Artur Augusto da Silva

E O POETA PEGOU NUM PEDAÇO DE PAPEL E ESCREVEU

Fonte:
Artur Augusto da Silva
E o poeta pegou num pedaço de papel e escreveu
Poemas
Bissau, Instituto Camões, 1997

Poemas - Index

O CHEFE
Cântico à maneira Fula

AO FERREIRA DE CASTRO

Que o som dos tambores inflame as minhas palavras;
que o grito dos guerreiros exalte o meu ardor
e a aprovação das mulheres
cubra este canto,
como as árvores cobrem as feridas dos heróis.

Como um tornado que passa pela floresta,
quebra os altos ramos
e faz tombar as grandes árvores,
assim Monjur passava entre os inimigos...

Como o raio que cai dos céus
e derruba a maior árvore da floresta,
assim Monjur vencia os poderosos.

Como a água tépida que escorre pelos corpos cansados
e faz reviver o coração,
assim Monjur governava o seu povo.

Com a rapidez da gazela das lalas
correu por toda a terra dos Fulas
o nome de Monjur
e Alá teve medo dele,
receou as suas vitórias e a sua santidade,
e resolveu que morresse.
Nesse dia o povo Fula
chorou o seu chefe,
e Alá dormiu descansado.

Alá, tu que és grande como a terra
e poderoso acima de todos
tu que sabes o passado e o futuro
e tudo vês,
restitui-nos o grande chefe,
que te daremos doze carneiros brancos
e cinco bois,
e sete nozes de cola,
e um cabaço de almoço.

Artur Augusto Silva nasceu na Ilha da Brava, a 14 de Outubro de 1912. Ainda estudante, foi Director da revista “Momento”, réplica lisboeta da coimbrã “Presença”, onde se propunha com outros literatos jovens abrir uma “Tribuna Livre” em que livremente se discutisse e todos pudessem falar. Publicou vários artigos, fez reportagens, dirigiu saraus literários, organizou exposições de arte moderna, promoveu conferências culturais na Casa da Imprensa, na Sociedade Nacional de Belas Artes e em vários outros locais de Portugal.

Licenciou-se em Direito em 1938. Em 1939, partiu para Angola, onde trabalhou como Secretário do Governador Geral. De 1941 a 1949 exerceu advocacia em Lisboa, em Alcobaça e em Porto de Mós. Em 1949, partiu para a Guiné onde foi advogado, notário e substituto do Delegado do Procurador da República. Foi também Membro do Centro de Estudos da Guiné, juntamente com Amílcar Cabral, de quem era grande amigo.

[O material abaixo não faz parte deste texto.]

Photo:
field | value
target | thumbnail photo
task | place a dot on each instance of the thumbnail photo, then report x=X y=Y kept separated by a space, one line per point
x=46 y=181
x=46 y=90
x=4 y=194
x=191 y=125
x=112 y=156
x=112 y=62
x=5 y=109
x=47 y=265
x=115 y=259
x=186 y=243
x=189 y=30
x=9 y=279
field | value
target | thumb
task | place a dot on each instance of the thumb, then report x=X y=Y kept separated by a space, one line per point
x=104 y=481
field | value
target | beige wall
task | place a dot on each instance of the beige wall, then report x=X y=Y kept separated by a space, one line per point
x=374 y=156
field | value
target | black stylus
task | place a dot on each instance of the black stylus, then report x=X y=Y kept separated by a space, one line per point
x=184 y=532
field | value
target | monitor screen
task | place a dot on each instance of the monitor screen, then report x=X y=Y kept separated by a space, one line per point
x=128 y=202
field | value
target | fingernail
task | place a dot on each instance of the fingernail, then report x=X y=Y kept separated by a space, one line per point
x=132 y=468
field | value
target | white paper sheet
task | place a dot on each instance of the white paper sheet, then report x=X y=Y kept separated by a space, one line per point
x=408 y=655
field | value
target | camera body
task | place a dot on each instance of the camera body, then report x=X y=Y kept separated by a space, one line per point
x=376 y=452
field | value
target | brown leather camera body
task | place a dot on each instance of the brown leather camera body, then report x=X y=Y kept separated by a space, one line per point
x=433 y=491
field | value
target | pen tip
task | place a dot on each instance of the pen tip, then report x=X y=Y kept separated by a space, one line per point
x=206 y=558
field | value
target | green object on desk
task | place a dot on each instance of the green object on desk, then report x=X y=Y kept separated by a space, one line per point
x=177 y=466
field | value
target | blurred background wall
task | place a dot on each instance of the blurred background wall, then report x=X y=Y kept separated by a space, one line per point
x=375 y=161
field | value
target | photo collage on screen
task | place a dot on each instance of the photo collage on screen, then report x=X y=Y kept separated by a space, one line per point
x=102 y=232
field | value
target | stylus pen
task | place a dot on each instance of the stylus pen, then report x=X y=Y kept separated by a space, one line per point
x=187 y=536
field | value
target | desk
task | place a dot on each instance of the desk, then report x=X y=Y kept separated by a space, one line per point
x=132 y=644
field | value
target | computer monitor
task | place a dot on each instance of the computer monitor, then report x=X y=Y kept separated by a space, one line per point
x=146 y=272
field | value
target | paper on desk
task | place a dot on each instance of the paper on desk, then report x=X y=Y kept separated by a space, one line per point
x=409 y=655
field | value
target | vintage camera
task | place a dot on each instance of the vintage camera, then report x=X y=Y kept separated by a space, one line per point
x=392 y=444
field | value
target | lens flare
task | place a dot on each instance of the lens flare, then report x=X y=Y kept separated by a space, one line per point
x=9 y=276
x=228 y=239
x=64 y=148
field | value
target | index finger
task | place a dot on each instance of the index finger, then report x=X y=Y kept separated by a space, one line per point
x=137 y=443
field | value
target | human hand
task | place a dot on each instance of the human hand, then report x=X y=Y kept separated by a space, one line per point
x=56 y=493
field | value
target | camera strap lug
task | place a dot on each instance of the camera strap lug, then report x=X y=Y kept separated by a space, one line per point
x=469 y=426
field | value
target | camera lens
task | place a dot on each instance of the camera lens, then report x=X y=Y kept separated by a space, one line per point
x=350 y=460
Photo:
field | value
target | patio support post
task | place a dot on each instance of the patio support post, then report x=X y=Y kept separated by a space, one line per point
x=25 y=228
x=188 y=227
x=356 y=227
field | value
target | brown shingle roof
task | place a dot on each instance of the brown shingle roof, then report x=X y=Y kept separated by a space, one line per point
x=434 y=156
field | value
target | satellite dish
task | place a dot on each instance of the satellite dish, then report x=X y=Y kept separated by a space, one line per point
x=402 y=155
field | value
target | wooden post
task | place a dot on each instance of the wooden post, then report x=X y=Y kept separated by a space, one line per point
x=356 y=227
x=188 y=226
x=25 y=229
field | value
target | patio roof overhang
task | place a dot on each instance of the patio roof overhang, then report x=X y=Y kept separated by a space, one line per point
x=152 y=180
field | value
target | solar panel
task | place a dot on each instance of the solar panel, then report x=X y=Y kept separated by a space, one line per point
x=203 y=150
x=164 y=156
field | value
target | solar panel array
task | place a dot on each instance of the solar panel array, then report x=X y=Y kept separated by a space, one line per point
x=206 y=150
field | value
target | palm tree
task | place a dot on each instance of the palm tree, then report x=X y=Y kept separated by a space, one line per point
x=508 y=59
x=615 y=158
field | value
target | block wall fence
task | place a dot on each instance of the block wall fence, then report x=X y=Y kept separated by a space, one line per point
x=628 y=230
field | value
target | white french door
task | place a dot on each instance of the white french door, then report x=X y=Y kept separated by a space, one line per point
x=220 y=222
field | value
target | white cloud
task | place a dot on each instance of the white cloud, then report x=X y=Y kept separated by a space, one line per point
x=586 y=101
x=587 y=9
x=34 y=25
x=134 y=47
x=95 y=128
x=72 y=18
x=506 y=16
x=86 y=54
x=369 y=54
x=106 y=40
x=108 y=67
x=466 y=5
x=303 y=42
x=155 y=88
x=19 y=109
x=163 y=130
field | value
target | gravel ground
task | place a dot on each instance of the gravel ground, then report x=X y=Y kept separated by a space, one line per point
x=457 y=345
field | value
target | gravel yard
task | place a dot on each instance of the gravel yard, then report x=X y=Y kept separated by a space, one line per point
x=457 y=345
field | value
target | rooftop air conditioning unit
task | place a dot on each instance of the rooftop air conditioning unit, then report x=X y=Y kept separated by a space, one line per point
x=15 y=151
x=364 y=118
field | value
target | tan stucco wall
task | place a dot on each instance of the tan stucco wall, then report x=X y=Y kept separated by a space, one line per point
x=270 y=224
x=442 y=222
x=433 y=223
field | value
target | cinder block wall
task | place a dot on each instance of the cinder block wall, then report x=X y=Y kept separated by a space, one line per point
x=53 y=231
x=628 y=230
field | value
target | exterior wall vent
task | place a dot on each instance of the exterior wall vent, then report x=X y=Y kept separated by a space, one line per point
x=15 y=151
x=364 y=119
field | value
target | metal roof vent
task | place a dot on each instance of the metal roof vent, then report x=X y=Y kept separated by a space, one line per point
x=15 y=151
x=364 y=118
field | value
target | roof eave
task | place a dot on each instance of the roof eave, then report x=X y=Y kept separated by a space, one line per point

Visitou vários países africanos, recolhendo elementos que mais tarde lhe serviriam para escrever, entre outros livros, “Os Usos e Costumes Jurídicos dos Fulas”.

Um dos seus comprometimentos cívicos em que mais se empenhou consistiu em defender presos políticos. Foi defensor em 61 julgamentos, um deles com 23 réus, tendo tido apenas duas condenações.

Em 1966, já em plena luta de libertação da Guiné, foi preso pela Pide, no aeroporto de Lisboa. Meses mais tarde, por intervenção de Marcelo Caetano e de outros responsáveis políticos, que embora discordassem das suas ideias políticas o admiravam como homem de carácter, foi libertado, mas proibiram-lhe que regressasse à Guiné, sendo-lhe fixada residência em Lisboa.

Em 1967, Marcelo Caetano, convidou-o para ir trabalhar como advogado na Companhia de Seguros Bonança. Também Adriano Moreira o convidou para leccionar no Instituto de Ciências Ultramarinas, o que ele recusou, fazendo ver ao portador do convite a incoerência de o terem prendido pelas suas ideias sobre o colonialismo português e depois o convidarem para leccionar matérias relacionadas com África.

Em 1976, de visita à Guiné-Bissau, foi convidado pelo então Presidente Luís Cabral para trabalhar como juiz no Supremo Tribunal de Justiça. Também leccionou Direito Consuetudinário na Escola de Direito de Bissau.

Faleceu em Bissau a 11 de Julho de 1983.